We’ll now explore adding such interactivty to napari.
# Remove all processed layers
for l in viewer.layers[1:]:
viewer.layers.remove(l)
# Import magicgui
from magicgui import magicgui
from napari.types import ImageData, LabelsData
@magicgui(auto_call=True,
percentile={"widget_type": "IntSlider", "min": 0, "max": 100})
def threshold(image: ImageData, percentile: int = 50) -> LabelsData:
data_min = np.min(image)
data_max = np.max(image)
return image > data_min + percentile / 100 * (data_max - data_min)

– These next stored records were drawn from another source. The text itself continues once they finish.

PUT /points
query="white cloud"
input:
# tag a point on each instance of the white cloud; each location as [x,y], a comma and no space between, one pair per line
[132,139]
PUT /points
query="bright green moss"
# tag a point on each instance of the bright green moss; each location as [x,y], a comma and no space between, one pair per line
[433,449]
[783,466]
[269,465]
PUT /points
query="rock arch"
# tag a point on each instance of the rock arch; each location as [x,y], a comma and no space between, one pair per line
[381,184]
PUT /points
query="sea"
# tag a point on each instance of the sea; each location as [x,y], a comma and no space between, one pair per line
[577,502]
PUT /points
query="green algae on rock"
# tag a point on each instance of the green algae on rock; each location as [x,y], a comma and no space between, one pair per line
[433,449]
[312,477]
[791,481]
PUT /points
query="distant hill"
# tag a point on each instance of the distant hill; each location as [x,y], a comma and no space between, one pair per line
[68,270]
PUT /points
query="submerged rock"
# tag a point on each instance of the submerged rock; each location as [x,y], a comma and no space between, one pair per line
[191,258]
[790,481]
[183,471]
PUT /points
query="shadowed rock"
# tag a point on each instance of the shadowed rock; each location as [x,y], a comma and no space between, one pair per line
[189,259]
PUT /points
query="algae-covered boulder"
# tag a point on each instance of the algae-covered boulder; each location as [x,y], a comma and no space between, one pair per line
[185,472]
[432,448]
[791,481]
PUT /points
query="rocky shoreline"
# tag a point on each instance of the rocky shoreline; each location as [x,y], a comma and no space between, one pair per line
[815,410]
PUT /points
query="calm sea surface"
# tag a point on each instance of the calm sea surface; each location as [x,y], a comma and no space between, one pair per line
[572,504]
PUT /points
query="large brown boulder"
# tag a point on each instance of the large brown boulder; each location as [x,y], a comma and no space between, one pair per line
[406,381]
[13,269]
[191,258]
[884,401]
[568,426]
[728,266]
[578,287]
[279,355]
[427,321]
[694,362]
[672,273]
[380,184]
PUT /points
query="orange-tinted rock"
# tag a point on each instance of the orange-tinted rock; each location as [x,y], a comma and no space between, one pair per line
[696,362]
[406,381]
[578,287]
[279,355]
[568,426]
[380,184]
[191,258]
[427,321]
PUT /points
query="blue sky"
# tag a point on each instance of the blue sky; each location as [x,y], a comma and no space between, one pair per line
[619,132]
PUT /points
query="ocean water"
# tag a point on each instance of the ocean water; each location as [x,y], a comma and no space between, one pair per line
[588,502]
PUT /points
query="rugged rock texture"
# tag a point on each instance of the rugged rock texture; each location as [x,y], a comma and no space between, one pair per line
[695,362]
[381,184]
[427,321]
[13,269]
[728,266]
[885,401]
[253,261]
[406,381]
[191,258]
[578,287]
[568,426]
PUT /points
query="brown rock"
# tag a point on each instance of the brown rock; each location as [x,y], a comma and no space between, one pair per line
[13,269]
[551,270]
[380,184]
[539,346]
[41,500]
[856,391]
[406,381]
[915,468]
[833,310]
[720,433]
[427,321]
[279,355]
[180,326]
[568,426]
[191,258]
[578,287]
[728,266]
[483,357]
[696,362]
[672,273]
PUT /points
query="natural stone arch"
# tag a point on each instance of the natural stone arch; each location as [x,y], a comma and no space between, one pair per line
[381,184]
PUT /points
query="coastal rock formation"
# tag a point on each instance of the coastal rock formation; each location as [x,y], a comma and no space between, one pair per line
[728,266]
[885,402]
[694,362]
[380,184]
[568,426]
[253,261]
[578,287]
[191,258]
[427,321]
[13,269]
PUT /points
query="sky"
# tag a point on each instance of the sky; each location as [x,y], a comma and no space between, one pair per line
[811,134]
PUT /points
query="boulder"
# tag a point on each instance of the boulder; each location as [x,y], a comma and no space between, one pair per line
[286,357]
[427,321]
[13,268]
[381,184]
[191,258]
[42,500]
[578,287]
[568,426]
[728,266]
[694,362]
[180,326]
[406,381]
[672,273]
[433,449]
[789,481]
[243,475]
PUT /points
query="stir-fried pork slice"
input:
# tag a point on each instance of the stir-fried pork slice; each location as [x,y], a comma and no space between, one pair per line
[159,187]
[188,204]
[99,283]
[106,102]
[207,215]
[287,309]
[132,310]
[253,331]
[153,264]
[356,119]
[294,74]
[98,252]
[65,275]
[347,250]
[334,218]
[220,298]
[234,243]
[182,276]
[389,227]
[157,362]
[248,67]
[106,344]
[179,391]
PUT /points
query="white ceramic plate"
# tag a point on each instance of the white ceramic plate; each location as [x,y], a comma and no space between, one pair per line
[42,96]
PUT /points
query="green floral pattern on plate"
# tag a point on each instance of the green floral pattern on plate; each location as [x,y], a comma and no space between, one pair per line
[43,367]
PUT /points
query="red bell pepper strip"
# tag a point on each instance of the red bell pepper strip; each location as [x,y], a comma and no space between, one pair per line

viewer.window.add_dock_widget(threshold, area="right")
nbscreenshot(viewer)
Adding a custom key binding to the viewer for processing foreground data#
@viewer.bind_key('Shift-P')
def process_foreground(viewer):
data = viewer.layers['threshold result'].data
data_processed = morphology.remove_small_holes(data, 60)
data_processed = morphology.remove_small_objects(data_processed, min_size=50)
viewer.layers['threshold result'].data = data_processed
nbscreenshot(viewer)
# Add an empty labels layer with the same shape as our maximum intensity projection
viewer.add_labels(np.zeros(nuclei_mip.shape, dtype=int), name='nuclei segmentation')
# Bind another keybinding to complete segmentation
@viewer.bind_key('Shift-S')
def complete_segmentation(viewer):
foreground = viewer.layers['threshold result'].data
distance = ndimage.distance_transform_edt(foreground)
smoothed_distance = filters.gaussian(distance, 10)
peak_local_max = feature.peak_local_max(
smoothed_distance,
footprint=np.ones((7, 7), dtype=bool),
indices=False,
labels=measure.label(foreground)
)
peaks = np.nonzero(peak_local_max)
seeds = np.zeros(smoothed_distance.shape, dtype=bool)
seeds[(peaks[0], peaks[1])] = 1
markers = measure.label(seeds)
nuclei_segmentation = segmentation.watershed(
-smoothed_distance,
markers,
mask=foreground
)
viewer.layers['nuclei segmentation'].data = nuclei_segmentation
nbscreenshot(viewer)
Conclusions#
We’ve now seen how to interactively perform analyses by adding data to the napari viewer, and editing it as we moved through an analysis workflow. We’ve also seen how to extend the viewer with custom GUI functionality and keybindings, making analyses even more interactive!